Mercedes suffers from far more significant problems in China than its competitors, which Zetsche has partly blamed on their local sales organization. China sales grew only 3 percent last month, whereas BMW sold 38 percent more cars and Audi 24 percent more.
Commerzbank analyst Daniel Schwarz said Daimler missed a golden opportunity in July to cut its profit target when most were expecting one.
“It would have been more clever had management used this freebie from the markets to guide toward a more cautious full-year forecast,” he said.
Credit Suisse, long a critic of Daimler’s management, raised questions about its executive team.
“In light of ongoing disappointments, we view investor concerns about management as the biggest factor holding back a better share price performance,” the bank said.
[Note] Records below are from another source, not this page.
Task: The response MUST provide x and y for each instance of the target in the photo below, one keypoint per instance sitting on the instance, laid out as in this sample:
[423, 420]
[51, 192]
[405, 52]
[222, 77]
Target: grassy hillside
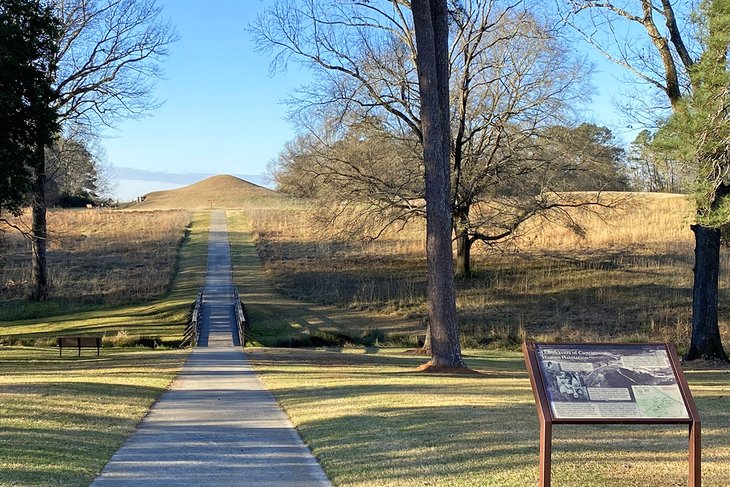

Zetsche said earnings before interest and tax (EBIT) at the luxury unit would fall short of last year’s 5.2 billion euros ($ 6.79 billion) rather than match it.
Second-half EBIT at the Mercedes-Benz Cars unit will fall below the first-half result, when it earned 2.57 billion euros, the chief executive added. This implies a shortfall of at least 60 million euros for the full year.
Zetsche, who reaffirmed full-year forecasts for the entire group, said the business environment in the European market was becoming increasingly difficult.
The carmaker would use a package of measures to counter the slump, he added, amid a significant increase in competitive pressures in China, a major source of profits for German luxury brands in recent years thanks to surging sales of high-priced cars like the Mercedes-Benz flagship S-Class saloon.
The Stuttgart-based company said in July it expected group EBIT from its ongoing business this year to be around the same amount as the 9 billion euros it earned in 2011.